Quebec’s English school boards have won an important battle in their fight against Bill 40, the Quebec government’s ‘Act to amend the Education Act with regard to school organization and governance’. The act would have put an end to school boards in the province and replace them with ‘Service Centres’, taking away ‘a minority community’s rights to manage and control their institutions’.
On May 15th 2020, the QESBA along with co-applicants Adam Gordon (Sir Wilfrid Laurier School Board Parent Committee Chairman) and the Lester B. Pearson School Board, filed an ‘interlocutory injunction and judicial review’ in Quebec Superior Court. On August 10th, a Quebec Superior Court Justice, ruled that ‘the plan raised serious questions pertaining to the constitutionality of Bill 40’. He also ruled that the disappearance of English-language school boards ‘constituted irreparable harm’. The CAQ government appealed the decision, hoping to move forward with their plans, but on Thursday September 17th, the Quebec Court of Appeal ruled in favour of the school boards by deciding that’ Bill 40 should remain suspended as it applies to them’.

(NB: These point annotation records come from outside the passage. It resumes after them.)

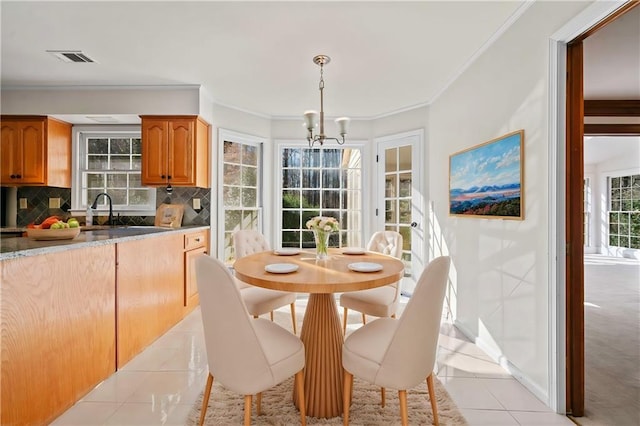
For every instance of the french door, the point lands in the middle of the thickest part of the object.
(400, 201)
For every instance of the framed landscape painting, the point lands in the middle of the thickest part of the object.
(487, 180)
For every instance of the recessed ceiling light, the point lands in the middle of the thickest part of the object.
(102, 118)
(71, 56)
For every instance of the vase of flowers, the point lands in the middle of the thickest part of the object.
(322, 228)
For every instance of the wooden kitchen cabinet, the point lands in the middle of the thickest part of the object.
(150, 291)
(36, 151)
(58, 331)
(175, 150)
(195, 244)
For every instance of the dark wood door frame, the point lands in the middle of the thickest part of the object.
(576, 130)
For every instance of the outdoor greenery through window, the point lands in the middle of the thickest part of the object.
(624, 213)
(321, 182)
(112, 165)
(241, 190)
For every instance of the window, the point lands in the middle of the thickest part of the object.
(587, 212)
(110, 161)
(321, 182)
(241, 188)
(624, 211)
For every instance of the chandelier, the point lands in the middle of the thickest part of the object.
(311, 117)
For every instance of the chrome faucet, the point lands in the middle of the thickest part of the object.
(95, 205)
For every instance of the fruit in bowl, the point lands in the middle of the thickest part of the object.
(53, 228)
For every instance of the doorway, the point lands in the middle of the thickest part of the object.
(400, 204)
(574, 214)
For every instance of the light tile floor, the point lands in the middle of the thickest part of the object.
(160, 385)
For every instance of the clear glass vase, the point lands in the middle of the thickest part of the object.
(322, 244)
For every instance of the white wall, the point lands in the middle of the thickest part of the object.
(502, 267)
(102, 101)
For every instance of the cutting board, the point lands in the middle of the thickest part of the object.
(169, 215)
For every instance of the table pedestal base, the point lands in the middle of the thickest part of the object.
(322, 338)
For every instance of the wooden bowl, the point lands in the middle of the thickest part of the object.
(52, 234)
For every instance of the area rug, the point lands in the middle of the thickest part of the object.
(227, 408)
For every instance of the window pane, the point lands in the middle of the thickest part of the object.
(249, 198)
(311, 199)
(332, 158)
(405, 184)
(250, 219)
(135, 180)
(120, 146)
(290, 199)
(139, 197)
(291, 219)
(120, 162)
(249, 176)
(250, 155)
(118, 197)
(391, 160)
(405, 211)
(231, 196)
(311, 158)
(231, 174)
(231, 152)
(310, 178)
(291, 157)
(291, 178)
(136, 146)
(232, 220)
(95, 180)
(390, 185)
(331, 178)
(97, 146)
(116, 180)
(330, 199)
(97, 162)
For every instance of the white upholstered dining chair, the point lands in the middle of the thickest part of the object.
(400, 353)
(258, 300)
(380, 301)
(247, 356)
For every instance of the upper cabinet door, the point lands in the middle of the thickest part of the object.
(23, 153)
(10, 151)
(181, 158)
(33, 152)
(175, 150)
(155, 151)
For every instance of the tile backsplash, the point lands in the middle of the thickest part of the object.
(38, 206)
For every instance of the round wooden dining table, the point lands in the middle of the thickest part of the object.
(321, 330)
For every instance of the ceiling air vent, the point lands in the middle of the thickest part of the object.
(70, 55)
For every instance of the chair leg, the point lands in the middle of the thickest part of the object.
(205, 398)
(259, 404)
(293, 317)
(346, 396)
(344, 322)
(301, 401)
(247, 410)
(404, 417)
(432, 398)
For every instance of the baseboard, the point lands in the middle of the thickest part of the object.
(535, 389)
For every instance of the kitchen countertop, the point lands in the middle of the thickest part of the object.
(11, 248)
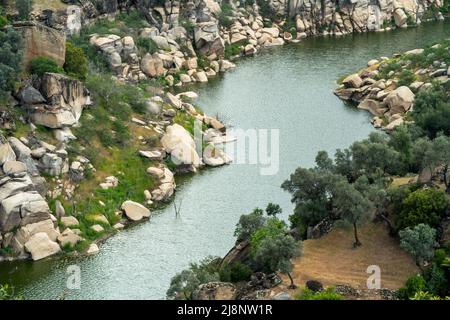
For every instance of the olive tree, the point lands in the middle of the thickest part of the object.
(274, 254)
(184, 284)
(419, 242)
(352, 206)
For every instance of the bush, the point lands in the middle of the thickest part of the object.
(432, 110)
(406, 77)
(327, 294)
(426, 206)
(24, 8)
(3, 21)
(41, 65)
(7, 293)
(147, 45)
(413, 285)
(237, 272)
(76, 64)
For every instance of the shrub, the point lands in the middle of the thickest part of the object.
(327, 294)
(237, 272)
(183, 284)
(41, 65)
(3, 21)
(24, 8)
(76, 64)
(10, 60)
(147, 45)
(426, 206)
(406, 77)
(413, 284)
(235, 48)
(7, 293)
(432, 110)
(419, 242)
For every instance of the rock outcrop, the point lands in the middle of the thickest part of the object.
(40, 40)
(64, 100)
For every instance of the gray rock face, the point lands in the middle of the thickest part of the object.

In a release issued by the QESBA, President Dan Lamoureux states, ‘We are very pleased with the decision today by the Quebec Court of Appeal that maintains the stay on the suspension of the application of Bill 40 to English school boards pending a decision on the merits of the case in Superior Court. Given the urgent nature of this file and its importance in the protection and enforcement of the constitutional rights of the English-speaking community to control and manage our school system, we will fully co-operate with all parties to speed this case along in as timely a manner as possible’.
Three judges at the Quebec Court of Appeal have stated ‘that given that the changes in school governance resulting from Bill 40 appear, at first glance at least, to withdraw powers of management and control from the English school boards and limit the eligibility of the members of the official language minority of Quebec for elected positions in the new school service centres, in this case the public interest leans in favour of protecting the rights of the official linguistic minority rather than implementing Bill 40 in the English educational sector, at least until there is a judgment on the merits’. The school boards also contended that Bill 40 ‘subverts a key public institution and governance structure that is run both by and for the Quebec English-speaking community’ and that the ‘legislations restricts the powers of all service centres’. With the suspension, they will now be able to hold elections to the existing school boards and not the service centres.